Chapitre 22
Estéban Morales.
Il y a quelques semaines.
Je jette un dernier coup d'œil à l'adresse donnée par Thomas. C'est un immeuble haussmannien, typiquement parisien, donc. Je pose le doigt sur l'interphone, quand un jeune homme sort. J'en profite pour me faufiler dans le couloir.
— C'est là.
Je sonne. La porte s'ouvre sur le visage lumineux de mon vieux pote. Tandis qu'il m'offre une accolade amicale, je lui demande si c'est chez lui. Une tape sur l'épaule et une seconde étreinte plus tard, je quitte mes chaussures pour entrer.

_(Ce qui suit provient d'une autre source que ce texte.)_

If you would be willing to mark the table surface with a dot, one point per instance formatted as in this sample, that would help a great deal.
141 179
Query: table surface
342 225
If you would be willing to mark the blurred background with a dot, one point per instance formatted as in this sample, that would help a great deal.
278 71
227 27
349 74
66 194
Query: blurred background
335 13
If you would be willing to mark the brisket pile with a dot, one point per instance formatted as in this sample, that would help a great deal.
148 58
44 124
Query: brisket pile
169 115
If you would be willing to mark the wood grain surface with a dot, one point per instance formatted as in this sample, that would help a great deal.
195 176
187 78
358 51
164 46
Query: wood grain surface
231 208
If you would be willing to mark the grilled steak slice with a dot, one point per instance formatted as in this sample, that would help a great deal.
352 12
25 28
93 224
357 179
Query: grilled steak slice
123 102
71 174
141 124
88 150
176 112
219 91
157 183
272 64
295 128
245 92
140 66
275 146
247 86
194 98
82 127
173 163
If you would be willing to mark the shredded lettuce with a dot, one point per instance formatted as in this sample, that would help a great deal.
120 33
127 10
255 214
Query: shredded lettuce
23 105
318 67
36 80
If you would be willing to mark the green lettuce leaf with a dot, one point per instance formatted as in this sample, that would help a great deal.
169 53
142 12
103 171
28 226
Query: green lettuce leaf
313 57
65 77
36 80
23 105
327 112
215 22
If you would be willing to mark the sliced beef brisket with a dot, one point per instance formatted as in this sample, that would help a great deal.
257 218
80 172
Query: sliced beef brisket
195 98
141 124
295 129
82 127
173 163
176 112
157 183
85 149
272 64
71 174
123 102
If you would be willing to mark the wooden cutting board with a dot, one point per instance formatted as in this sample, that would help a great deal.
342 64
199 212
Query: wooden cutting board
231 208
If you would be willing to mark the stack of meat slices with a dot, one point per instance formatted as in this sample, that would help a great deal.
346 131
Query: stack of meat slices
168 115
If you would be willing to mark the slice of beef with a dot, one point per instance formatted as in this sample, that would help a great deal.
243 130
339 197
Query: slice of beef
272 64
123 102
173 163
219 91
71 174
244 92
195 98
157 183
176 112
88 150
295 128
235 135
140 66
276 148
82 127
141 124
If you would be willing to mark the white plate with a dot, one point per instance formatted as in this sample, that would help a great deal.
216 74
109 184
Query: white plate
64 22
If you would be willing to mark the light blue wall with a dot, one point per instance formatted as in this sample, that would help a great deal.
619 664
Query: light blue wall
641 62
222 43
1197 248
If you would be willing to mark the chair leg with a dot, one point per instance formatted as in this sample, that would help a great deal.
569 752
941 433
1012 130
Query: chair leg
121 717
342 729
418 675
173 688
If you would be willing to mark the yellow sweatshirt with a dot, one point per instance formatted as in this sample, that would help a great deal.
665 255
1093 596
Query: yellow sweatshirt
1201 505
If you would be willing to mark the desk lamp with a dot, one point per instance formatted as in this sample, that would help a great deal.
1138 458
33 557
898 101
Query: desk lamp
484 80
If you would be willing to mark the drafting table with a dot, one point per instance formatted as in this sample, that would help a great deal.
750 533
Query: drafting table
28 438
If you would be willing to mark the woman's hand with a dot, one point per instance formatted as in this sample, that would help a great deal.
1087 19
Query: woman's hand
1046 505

— Tu te souviens de ma sœur jumelle, Juliette ?
Je la toise. Je l'ai déjà vue. Où ?
Bordel ! Thomas, je te déteste.
J'avance ma main vers elle instinctivement pour la poser sur son épaule et lui taper la bise, mais la nana la saisit en vol pour la serrer. Elle me fixe, ne détache pas son regard du mien. C'est électrique. Je grimace, retiens avec peine l'envie de régler mes comptes avec son frangin qui m'a menti pendant des années. Il remarque ma moue décontenancée et affiche un sourire dont lui seul a le secret. C'est un mélange entre une risette impassible et un smile constipé. Il sait à quoi je pense. Il se souvient lui aussi du coup de cœur que j'ai eu pour la jeune femme, un jour, en sortant de l'école. Il m'a caché la vérité.
Sa paume, toujours dans la mienne, me brûle. Tout ce qui nous entoure s'estompe soudain, ne laissant place qu'à cette alchimie torride qu'elle éveille en moi. Elle ne détourne pas les yeux, alors c'est à moi de couper le contact si je ne veux pas plonger dans la spirale du désir qu'elle m'inspire.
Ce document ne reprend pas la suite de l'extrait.